History of Rattan Figural Handbags
Purses and handbags have been around since the 16th century, as time went on bags known as reticules were very popular in France during the 18th century. With the evolution of fashion came the evolution of purses and thanks to the Victorian era purses evolved into the must have fashion accessory of today.
In the early 1950s purses became more casual and women wanted fashionable accessories. By the mid 1950s large straw shoulder totes were made popular during the summer and for vacationing on the beach. This lead to more affordable options and some even getting creative and turning woven baskets into handbags.
These often resembled small handheld picnic baskets with ribbons and decorative elements on top, like plastic or fabric fruits or flowers.
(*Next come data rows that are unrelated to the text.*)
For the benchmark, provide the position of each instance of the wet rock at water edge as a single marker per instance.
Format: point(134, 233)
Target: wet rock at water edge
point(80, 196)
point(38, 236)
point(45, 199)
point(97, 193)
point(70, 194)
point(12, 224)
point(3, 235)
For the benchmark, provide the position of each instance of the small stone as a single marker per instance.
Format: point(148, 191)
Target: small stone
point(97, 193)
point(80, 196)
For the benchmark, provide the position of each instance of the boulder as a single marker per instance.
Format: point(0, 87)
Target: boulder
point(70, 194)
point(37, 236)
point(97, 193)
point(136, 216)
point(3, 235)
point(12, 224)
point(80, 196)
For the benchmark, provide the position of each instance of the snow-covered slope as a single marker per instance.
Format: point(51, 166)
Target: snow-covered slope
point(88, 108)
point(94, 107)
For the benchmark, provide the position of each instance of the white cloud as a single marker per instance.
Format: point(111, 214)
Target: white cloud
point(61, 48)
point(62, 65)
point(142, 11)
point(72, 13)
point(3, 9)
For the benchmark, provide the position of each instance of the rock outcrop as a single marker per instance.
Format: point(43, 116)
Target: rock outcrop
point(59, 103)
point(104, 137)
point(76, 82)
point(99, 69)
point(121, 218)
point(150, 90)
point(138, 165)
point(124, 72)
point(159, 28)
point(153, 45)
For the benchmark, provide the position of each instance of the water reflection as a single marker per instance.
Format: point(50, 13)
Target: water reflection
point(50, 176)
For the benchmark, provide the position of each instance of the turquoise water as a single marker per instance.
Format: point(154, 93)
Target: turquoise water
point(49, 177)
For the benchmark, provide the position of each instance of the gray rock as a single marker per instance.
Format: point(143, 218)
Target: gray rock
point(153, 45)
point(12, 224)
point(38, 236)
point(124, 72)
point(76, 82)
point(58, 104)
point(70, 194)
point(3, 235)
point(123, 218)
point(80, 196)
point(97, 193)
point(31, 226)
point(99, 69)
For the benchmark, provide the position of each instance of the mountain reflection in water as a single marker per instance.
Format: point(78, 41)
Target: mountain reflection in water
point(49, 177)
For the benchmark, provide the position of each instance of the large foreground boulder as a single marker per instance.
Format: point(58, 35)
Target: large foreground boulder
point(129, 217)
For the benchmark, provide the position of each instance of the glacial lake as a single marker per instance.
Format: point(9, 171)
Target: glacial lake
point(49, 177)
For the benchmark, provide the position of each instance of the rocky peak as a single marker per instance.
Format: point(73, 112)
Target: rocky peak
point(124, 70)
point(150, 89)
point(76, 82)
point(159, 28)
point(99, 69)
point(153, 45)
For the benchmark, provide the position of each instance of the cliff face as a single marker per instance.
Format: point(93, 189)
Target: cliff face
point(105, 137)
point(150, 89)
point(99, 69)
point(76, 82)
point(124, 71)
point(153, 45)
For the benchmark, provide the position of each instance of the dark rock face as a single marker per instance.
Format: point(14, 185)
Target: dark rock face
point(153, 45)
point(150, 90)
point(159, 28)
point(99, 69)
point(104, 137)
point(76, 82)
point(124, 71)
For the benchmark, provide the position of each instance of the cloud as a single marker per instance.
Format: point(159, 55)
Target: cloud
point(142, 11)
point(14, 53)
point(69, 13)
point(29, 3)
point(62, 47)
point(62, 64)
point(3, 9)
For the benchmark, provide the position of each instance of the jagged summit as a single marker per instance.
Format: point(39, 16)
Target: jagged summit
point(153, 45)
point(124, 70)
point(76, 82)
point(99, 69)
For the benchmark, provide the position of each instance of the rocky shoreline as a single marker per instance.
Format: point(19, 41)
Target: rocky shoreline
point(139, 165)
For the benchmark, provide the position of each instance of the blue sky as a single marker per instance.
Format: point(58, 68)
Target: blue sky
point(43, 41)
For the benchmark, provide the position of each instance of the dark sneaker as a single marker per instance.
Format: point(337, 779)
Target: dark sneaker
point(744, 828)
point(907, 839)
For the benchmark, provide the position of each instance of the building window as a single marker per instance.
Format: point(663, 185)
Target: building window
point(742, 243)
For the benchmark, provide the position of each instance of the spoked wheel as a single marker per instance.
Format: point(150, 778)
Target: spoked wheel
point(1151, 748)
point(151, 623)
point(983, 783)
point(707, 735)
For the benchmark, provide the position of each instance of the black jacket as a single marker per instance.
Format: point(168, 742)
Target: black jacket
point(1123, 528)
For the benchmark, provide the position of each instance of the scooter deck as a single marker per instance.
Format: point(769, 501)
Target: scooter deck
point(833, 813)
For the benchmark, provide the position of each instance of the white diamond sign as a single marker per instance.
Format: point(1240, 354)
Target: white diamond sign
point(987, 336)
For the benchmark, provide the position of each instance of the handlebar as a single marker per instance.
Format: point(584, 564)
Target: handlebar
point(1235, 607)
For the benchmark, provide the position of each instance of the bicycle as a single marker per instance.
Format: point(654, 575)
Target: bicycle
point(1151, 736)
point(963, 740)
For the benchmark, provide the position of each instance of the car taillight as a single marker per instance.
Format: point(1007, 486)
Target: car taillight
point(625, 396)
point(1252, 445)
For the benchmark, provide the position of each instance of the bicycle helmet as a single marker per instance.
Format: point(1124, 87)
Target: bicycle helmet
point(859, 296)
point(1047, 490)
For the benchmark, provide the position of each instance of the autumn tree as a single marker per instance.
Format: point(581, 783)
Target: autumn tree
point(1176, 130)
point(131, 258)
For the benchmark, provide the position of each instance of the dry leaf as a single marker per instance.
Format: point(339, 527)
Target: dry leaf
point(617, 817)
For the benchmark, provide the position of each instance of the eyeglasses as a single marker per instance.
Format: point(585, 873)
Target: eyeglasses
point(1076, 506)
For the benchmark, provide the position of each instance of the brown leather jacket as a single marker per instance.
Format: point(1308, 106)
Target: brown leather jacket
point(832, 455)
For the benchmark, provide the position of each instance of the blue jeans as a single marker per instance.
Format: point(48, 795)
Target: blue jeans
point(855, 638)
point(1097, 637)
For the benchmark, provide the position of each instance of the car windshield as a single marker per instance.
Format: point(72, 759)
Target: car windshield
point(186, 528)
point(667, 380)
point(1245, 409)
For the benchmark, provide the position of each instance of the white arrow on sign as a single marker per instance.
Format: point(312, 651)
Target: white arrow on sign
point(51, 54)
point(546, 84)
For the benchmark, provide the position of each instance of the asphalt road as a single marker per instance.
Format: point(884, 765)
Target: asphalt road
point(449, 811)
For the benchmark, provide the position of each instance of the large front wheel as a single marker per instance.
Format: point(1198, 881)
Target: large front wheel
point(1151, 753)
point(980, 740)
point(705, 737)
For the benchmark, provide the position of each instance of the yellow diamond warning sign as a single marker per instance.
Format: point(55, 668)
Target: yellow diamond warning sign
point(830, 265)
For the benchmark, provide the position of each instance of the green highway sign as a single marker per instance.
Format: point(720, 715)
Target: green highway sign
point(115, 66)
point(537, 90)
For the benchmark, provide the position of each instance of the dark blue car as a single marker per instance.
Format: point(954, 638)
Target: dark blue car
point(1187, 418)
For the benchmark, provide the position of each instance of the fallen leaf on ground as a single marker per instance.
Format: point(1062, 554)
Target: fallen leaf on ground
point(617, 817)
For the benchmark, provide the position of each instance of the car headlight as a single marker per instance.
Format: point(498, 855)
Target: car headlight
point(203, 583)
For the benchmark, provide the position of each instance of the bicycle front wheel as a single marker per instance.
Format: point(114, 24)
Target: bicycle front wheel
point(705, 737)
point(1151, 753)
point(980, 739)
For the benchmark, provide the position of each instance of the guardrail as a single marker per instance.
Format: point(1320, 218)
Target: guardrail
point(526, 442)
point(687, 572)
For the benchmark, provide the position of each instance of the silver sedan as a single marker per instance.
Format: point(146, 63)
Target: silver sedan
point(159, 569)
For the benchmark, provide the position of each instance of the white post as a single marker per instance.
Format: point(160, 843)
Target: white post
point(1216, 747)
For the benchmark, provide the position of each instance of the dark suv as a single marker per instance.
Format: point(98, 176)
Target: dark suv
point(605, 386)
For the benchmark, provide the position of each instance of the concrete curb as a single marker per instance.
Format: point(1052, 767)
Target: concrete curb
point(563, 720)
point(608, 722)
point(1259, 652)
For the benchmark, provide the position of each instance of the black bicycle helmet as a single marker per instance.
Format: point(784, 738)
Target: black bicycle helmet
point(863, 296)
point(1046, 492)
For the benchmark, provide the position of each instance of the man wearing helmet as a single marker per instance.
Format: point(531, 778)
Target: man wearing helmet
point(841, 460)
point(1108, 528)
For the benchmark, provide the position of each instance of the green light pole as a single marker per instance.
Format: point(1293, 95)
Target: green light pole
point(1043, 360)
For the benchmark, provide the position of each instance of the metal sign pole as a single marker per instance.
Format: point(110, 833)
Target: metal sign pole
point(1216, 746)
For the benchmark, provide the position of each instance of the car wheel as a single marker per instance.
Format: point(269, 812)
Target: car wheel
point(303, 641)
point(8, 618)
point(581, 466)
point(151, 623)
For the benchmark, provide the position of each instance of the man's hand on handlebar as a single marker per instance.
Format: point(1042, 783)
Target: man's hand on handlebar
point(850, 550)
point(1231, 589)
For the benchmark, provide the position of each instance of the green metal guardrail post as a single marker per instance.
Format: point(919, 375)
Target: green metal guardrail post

This down-market trend, started by Dorset Rex of New York, never appeared on the pages of Vogue, but were well-loved by the “dance hall crowd.” Such bright, colorful straw bags remained popular well into the '60s, when whimsy became the new black.
Straw handbags made of plaited raffia, rattan, rushes, willow, cane, and dried grasses didn’t remain the domain of the plebes for long. In the mid-1950s, sophisticated straw handbags appeared in southern France. Eaton Bag Company issued elegant raffia baskets, as well as trunks made of black-lacquered straw closed with a gilded lock and key. Elizabeth Arden even created a high-fashion take on a shrimp basket, outfitted with a compass in 1956. By 1958, giant hand-woven basket bags were finally staples of high-fashion magazines. Nantucket, an American company that had been selling straw baskets since the turn of the century, began producing rattan purses, and these became status symbols for the wealthy yachting set who would sail between Nantucket Island and the Riviera. These bags were coveted for their tight weaves, tops and bottoms made of hardwoods like walnut, hand-carved bone ornaments and fasteners, and leather hinges closures wrapped in rattan. Coach, meanwhile, made the straw purse classy and affordable for office workers, adding durable leather trim and handles. In the 1990s, the decade of the designer handbag, fashion houses once again turned to straw. Karl Lagerfield created purses woven from synthetic straw with Plexiglas handles, while British designer Sonia Rykiel put out a line of little bags made of real straw. Dolce & Gabbana made straw beach bags to go with their straw bikinis, Eric Beamon produced raffia-covered bags, and Lacroix issued wicker bags to match its suits with raffia fringe. Jean-Paul Gaultier even showed a straw bucket bag with real leather handles in 1992. By 1994, straw bags were veering toward the silly again. Kate Spade explained that her burlap Hula bag for Todd Oldham, fringed with raffia, was meant to be “something Mary Ann from ‘Gilligan’s Island’ would have worn.” Models like Christy Turlington and Estelle Hallyday carried Jamin Puech’s Papou bag, which featured crocheted raffia and a grass-skirt-style fringe. Bottega Veneta took inspiration from a fisherman’s creel for its straw bag with leather trim, while Lulu Guinness created gorgeous straw bucket bags adorned with shells and starfish.